No Increase in Cost of Motoring Despite Petrol Rises

Interesting sense of timing by the Daily Mail with this report:

Gordon Brown wants to see petrol-driven cars off the roads within 12 years as evidence that Britain can break its addiction to oil.

The driving force to achieve that goal, he suggested, would be fuel costs and road taxes.

But the argument that soaring oil prices could benefit drivers in the long term appeared a high-risk strategy at a time when motorists are suffering like never before.

Mr Brown also risked further alienating drivers with a robust defence of higher road tax charges for vehicles with higher emissions - and zero rates for cleaner cars.

Mr Brown added that he would like to see petrol prices drop to 'a reasonable level', but the AA warned his comments could bring a backlash from drivers.

'Motorists are already suffering from very high prices. This just piles on the pain,' said spokesman Paul Watters.

Compare and contrast this with a report released by the RAC, a rival motoring association to the AA:

The cost of motoring has fallen by 18% in real terms over the past 20 years, despite the price of fuel rising by 210% in that time, an RAC report says.

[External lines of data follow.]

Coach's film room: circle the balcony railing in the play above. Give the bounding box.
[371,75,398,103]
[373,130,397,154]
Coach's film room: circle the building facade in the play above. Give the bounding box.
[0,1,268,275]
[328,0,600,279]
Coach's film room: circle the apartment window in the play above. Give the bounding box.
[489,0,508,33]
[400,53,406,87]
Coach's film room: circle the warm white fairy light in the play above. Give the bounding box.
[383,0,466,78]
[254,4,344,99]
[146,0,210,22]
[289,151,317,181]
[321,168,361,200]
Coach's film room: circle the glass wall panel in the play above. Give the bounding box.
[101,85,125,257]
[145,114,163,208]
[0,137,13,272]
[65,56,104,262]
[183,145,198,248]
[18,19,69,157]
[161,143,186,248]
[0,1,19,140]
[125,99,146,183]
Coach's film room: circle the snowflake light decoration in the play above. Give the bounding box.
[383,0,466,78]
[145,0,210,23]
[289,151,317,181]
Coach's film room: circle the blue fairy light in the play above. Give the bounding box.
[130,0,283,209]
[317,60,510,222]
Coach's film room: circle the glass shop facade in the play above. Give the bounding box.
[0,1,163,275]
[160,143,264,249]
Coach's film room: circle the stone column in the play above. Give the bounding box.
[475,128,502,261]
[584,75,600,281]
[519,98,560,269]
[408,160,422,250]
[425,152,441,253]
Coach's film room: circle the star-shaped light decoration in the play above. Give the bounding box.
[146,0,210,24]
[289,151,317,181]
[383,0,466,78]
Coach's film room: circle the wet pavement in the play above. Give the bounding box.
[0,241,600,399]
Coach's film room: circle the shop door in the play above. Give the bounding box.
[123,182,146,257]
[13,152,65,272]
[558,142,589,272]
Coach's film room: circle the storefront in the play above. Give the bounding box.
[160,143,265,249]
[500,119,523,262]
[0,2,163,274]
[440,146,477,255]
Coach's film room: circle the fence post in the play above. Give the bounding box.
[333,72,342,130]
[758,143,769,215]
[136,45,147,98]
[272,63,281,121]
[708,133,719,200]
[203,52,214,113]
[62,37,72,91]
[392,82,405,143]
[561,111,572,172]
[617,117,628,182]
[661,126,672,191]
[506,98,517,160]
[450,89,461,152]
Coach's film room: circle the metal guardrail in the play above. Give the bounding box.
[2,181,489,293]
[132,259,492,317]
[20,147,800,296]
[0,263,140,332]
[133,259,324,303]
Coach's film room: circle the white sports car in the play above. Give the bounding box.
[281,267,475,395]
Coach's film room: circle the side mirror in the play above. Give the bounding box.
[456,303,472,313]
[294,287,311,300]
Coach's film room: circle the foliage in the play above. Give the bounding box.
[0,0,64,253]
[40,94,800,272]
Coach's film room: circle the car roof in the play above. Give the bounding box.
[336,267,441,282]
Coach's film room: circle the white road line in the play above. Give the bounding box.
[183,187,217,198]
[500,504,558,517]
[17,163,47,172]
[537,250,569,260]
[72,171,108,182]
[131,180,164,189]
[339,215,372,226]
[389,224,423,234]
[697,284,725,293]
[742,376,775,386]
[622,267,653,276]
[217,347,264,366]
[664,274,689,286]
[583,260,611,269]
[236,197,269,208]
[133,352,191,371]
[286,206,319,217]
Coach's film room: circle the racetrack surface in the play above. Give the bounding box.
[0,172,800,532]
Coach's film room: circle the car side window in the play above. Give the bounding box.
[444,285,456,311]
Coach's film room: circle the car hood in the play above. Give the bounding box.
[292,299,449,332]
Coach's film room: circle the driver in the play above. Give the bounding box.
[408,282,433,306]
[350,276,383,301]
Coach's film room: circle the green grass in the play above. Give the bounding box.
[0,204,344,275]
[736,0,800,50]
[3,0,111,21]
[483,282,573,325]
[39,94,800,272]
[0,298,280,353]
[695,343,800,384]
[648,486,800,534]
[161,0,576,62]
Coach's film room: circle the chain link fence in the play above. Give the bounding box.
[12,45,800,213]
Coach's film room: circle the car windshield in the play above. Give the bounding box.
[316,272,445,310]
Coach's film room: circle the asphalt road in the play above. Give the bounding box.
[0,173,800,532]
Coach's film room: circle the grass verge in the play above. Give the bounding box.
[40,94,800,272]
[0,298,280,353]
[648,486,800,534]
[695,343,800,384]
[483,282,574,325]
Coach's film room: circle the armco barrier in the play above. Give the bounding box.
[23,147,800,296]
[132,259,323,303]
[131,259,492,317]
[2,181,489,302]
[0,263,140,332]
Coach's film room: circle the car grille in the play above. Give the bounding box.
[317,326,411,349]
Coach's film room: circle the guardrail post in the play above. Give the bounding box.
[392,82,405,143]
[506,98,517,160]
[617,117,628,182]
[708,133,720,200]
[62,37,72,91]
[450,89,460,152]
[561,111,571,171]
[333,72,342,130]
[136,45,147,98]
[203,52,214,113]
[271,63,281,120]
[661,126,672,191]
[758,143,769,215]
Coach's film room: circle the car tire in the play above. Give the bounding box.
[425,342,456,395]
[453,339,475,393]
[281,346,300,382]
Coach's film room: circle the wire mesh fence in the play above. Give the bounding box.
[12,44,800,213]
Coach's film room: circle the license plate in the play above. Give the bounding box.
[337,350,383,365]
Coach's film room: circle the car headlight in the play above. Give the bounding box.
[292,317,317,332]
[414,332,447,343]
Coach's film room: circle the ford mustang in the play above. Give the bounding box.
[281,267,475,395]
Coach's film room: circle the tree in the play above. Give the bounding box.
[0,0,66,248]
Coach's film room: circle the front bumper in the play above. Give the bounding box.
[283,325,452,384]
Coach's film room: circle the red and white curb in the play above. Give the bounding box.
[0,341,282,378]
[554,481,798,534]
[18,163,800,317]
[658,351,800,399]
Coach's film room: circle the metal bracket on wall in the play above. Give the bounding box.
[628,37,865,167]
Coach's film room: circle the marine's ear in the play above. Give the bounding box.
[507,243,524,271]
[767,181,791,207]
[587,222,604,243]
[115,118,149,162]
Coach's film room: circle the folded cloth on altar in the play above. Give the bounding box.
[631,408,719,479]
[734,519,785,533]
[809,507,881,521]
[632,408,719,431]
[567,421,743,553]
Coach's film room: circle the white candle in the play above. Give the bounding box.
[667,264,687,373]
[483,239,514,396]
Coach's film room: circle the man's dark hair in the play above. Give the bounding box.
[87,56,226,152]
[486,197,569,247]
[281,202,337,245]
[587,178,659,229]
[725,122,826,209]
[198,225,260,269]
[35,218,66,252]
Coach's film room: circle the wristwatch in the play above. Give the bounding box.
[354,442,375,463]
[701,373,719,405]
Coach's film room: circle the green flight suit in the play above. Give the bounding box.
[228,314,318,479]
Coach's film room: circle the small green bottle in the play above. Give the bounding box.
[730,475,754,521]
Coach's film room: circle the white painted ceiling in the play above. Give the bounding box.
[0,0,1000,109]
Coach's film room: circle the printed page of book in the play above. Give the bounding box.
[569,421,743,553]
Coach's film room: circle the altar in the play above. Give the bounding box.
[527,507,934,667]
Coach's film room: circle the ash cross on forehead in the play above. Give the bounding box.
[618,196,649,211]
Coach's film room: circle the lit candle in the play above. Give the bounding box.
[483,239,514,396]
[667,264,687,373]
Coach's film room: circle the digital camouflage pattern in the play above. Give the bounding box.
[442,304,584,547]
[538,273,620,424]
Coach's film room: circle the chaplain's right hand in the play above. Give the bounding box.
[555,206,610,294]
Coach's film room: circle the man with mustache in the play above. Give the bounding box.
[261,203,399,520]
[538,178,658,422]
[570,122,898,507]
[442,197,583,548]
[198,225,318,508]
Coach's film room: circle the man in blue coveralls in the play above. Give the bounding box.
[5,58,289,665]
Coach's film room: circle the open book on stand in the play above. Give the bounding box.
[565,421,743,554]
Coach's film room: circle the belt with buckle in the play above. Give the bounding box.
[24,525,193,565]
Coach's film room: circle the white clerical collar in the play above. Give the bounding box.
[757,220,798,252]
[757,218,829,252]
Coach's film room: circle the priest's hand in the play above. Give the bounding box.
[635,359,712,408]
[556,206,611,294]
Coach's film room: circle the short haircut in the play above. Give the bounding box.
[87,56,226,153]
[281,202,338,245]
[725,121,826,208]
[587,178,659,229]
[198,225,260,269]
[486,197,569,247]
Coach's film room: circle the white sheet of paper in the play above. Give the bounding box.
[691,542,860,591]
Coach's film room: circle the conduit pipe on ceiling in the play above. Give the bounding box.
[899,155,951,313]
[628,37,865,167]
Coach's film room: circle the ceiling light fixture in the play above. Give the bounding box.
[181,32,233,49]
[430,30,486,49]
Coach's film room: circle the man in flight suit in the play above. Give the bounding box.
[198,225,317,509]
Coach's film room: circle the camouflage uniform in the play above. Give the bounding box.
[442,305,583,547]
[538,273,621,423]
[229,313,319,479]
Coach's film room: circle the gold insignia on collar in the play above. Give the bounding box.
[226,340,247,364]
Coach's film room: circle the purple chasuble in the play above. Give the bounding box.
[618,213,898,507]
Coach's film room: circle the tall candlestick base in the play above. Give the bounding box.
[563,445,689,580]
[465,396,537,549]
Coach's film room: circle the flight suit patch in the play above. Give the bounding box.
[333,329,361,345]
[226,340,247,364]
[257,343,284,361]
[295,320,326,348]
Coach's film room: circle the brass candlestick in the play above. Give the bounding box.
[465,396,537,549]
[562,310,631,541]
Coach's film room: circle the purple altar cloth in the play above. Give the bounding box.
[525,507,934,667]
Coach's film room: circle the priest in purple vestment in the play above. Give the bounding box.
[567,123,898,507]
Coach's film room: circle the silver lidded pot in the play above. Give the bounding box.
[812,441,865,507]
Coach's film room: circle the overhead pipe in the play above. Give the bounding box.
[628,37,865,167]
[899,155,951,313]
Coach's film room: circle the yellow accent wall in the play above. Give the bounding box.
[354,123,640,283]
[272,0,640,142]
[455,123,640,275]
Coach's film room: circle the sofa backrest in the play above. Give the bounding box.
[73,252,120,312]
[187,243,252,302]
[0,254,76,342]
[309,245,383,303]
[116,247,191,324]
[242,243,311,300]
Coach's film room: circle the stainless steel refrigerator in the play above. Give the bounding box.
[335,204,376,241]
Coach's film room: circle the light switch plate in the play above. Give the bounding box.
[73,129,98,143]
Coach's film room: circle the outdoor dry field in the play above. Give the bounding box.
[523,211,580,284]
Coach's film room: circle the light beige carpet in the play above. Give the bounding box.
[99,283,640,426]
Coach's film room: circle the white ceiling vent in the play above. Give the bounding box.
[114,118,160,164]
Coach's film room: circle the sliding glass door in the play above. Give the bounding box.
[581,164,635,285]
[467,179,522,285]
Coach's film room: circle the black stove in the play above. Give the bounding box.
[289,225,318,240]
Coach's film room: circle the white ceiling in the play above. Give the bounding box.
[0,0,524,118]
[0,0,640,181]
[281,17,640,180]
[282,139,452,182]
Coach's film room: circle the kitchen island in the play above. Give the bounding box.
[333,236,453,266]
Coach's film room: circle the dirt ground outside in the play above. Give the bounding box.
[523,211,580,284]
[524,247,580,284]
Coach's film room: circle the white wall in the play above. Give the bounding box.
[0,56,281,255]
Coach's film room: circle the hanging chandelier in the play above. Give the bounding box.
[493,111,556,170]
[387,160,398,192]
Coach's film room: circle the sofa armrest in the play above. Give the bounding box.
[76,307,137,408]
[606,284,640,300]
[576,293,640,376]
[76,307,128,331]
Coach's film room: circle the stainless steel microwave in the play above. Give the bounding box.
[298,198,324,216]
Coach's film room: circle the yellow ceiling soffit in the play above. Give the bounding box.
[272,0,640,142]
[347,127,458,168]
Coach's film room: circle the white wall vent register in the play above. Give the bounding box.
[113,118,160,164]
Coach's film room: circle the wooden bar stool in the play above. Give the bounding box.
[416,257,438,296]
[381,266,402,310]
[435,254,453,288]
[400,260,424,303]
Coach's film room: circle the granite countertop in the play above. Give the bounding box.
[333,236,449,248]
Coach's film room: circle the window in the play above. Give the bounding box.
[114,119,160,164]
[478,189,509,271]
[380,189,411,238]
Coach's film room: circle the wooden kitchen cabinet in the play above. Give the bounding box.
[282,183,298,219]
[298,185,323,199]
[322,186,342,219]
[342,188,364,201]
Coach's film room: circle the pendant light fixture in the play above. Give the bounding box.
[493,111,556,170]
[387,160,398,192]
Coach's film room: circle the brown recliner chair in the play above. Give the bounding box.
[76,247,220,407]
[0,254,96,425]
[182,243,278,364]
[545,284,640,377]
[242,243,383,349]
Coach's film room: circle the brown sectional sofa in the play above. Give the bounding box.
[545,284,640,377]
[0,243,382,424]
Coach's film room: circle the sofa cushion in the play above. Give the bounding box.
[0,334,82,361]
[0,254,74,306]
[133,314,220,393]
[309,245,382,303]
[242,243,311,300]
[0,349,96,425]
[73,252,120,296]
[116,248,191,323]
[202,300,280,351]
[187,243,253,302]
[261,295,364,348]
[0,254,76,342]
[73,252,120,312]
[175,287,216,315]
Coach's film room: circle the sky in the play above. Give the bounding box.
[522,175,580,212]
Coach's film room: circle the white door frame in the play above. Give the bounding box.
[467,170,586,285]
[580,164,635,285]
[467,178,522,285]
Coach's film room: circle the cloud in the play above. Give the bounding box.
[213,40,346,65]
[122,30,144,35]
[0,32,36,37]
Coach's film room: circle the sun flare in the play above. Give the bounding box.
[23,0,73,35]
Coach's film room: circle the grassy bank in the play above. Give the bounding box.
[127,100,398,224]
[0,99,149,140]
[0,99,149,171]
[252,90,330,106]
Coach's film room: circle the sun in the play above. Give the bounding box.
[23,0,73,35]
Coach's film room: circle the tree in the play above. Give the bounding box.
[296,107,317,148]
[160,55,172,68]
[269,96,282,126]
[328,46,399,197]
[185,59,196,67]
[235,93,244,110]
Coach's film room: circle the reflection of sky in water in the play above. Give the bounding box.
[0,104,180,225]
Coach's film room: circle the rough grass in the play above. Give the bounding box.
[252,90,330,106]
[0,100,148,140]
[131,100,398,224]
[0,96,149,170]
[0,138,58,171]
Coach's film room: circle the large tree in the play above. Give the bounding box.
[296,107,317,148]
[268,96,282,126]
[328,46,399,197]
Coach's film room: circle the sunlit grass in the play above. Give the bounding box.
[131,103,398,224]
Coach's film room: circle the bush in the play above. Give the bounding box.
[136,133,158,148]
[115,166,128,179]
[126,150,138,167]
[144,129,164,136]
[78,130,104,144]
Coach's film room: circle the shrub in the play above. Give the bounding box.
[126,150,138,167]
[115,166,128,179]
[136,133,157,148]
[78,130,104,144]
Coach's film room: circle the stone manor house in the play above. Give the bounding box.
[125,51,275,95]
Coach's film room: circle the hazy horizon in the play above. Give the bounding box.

The motoring group takes inflation into account and says cars are now cheaper overall and need less money spent on them than they did two decades ago.

But 60% of 1,116 people surveyed actually thought higher costs were the biggest change in motoring since 1988.


Little surprise that 60% of people thought costs were higher when you take into account the messages coming from the media. Surely the Mail's report is just sheer coincidence, coming on the day that it was revealed that the cost of motoring has come down, isn't it?